I do find it interesting that the term for enjoying a comic is to ‘read’ it, just as you would a book. Some would say comics are almost closer to illustrations or even movies but you ‘read’ neither of those. Instead you ‘look’ at a painting and you ‘watch’ a movie. Even wordless comics, such as “The Arrival” by Shaun Tan, we read them even though there are no speech bubbles. 

Wednesday, August 26, 2015

Week 1: "The Arrival" by Shaun Tan

The Arrival is a beautiful example of why stories can be told purely visually. The art itself, each image contains a narrative and due to the clarity words become unnecessary to get what needs to be said across. This combined with the flow of the panels help paint a larger picture. If the art itself are words, then the panel layout could be akin to punctuation.

The art, despite being very surrealist in places with creatures and buildings that look like they came from a Hieronymus Bosch painting, maintains a surprising level of realism.

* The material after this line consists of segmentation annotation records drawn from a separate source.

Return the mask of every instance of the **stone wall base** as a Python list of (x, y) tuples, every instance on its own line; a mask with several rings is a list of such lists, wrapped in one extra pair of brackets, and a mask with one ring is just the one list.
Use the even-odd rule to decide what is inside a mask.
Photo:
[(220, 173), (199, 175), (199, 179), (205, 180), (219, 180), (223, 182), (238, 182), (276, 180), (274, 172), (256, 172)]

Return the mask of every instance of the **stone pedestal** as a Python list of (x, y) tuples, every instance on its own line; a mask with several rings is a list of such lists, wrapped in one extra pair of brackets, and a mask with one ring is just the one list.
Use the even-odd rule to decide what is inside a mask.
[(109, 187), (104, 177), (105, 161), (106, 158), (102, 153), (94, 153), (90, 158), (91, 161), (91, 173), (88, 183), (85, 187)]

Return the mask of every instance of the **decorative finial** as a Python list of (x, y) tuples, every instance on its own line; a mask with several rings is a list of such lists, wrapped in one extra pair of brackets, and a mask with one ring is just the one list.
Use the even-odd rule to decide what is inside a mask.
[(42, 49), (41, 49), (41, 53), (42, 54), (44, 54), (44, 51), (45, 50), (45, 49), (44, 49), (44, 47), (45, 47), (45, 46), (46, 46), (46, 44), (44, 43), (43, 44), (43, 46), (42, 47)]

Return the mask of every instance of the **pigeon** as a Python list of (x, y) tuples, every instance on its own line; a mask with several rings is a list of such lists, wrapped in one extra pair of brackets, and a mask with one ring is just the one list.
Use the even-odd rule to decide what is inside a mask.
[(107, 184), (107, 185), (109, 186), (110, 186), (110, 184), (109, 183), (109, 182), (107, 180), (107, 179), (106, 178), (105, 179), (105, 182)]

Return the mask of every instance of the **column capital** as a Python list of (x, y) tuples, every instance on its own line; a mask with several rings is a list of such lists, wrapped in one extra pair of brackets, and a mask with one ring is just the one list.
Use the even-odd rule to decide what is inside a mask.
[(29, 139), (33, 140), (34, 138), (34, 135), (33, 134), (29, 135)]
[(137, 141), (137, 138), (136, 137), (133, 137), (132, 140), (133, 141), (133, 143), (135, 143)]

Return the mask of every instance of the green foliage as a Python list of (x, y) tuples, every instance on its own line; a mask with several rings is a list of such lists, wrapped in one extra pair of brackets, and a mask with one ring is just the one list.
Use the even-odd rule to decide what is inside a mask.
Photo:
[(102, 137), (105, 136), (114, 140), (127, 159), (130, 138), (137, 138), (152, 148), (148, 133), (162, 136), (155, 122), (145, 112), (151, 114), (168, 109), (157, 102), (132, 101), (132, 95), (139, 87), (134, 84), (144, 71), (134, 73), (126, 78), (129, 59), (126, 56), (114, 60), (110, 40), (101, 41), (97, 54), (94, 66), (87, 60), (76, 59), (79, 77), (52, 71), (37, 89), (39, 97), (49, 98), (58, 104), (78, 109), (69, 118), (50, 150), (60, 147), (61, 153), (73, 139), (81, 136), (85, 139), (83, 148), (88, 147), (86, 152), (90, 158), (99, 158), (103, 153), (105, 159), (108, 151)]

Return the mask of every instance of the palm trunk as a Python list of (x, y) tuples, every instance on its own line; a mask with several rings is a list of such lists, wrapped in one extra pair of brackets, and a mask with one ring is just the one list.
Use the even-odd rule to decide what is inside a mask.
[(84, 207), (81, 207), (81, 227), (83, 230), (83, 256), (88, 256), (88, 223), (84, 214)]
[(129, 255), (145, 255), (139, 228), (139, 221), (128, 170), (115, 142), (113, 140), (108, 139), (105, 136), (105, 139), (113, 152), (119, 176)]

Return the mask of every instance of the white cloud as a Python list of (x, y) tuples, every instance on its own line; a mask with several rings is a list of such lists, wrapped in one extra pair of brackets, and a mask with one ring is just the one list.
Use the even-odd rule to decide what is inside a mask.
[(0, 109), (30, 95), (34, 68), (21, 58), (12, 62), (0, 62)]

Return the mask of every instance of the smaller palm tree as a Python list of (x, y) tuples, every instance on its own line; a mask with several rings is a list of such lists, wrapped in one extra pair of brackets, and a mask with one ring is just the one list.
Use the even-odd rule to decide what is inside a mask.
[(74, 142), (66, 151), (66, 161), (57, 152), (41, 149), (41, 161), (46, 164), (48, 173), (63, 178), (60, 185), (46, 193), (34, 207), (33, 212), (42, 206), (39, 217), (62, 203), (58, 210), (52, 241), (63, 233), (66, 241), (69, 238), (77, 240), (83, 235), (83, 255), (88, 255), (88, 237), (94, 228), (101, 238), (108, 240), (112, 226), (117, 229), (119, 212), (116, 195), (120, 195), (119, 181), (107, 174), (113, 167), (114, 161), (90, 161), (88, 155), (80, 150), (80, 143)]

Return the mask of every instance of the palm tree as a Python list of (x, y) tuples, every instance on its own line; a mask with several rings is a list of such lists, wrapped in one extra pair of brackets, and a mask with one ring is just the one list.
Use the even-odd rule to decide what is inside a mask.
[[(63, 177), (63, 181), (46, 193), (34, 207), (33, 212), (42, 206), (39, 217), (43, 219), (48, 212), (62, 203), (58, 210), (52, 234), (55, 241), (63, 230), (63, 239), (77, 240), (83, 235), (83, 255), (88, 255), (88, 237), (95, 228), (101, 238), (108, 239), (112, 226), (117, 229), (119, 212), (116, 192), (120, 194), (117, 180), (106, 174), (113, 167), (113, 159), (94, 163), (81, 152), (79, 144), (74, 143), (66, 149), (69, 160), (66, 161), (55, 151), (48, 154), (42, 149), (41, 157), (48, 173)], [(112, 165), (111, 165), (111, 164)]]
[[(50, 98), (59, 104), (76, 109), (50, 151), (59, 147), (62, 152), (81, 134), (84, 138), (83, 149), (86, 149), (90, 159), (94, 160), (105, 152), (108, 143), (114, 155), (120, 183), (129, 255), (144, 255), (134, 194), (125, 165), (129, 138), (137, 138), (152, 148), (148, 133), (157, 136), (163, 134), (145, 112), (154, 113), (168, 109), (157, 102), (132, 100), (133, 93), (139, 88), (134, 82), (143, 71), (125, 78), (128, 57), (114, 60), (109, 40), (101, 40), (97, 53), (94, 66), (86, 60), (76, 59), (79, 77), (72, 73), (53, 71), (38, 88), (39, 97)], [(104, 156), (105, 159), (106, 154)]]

The people are all drawn in a very realistic style, perhaps letting the reader have a easy time identifying and understanding both their facial expressions and their actions. There is little room for guess work with these. Our protagonist is drawn scratching his head, looking just like a normal guy performing this same action. It is easily understood he is confused.

Another cue for what is going on in the story is far more subtle. The novel, despite containing only sepia tones shows an impressive display of color. It differs from scene to scene, which helps the viewer understand that we have moved on. It goes from being nearly grayscale in some scenes to being a much warmer very yellow tone in others. In the page with the clouds all in different colors and the flowers going through the seasons, it is a great way to show passage of time. 

The panel size is also an important story telling device you really can only get from graphic novels. The smaller the panel, typically the less important. The viewers eyes skim through them fast and collect the details needed in a pretty cursory way. Because of this, the time between smaller panels is represented as less. The huge page spreads often have huge amounts of detail and story contained within a single image so we can take in much more information. For each immigrant, a single large page is given in explanation for what was wrong with their old home. No words are needed but we understand what they are running from, no matter how surreal.


All these things carry emotion and despite not knowing word for word what was going on, we are still able to take in the full picture of this strange story. If anything, its more akin to how we take in information on a daily basis as opposed to reading a book.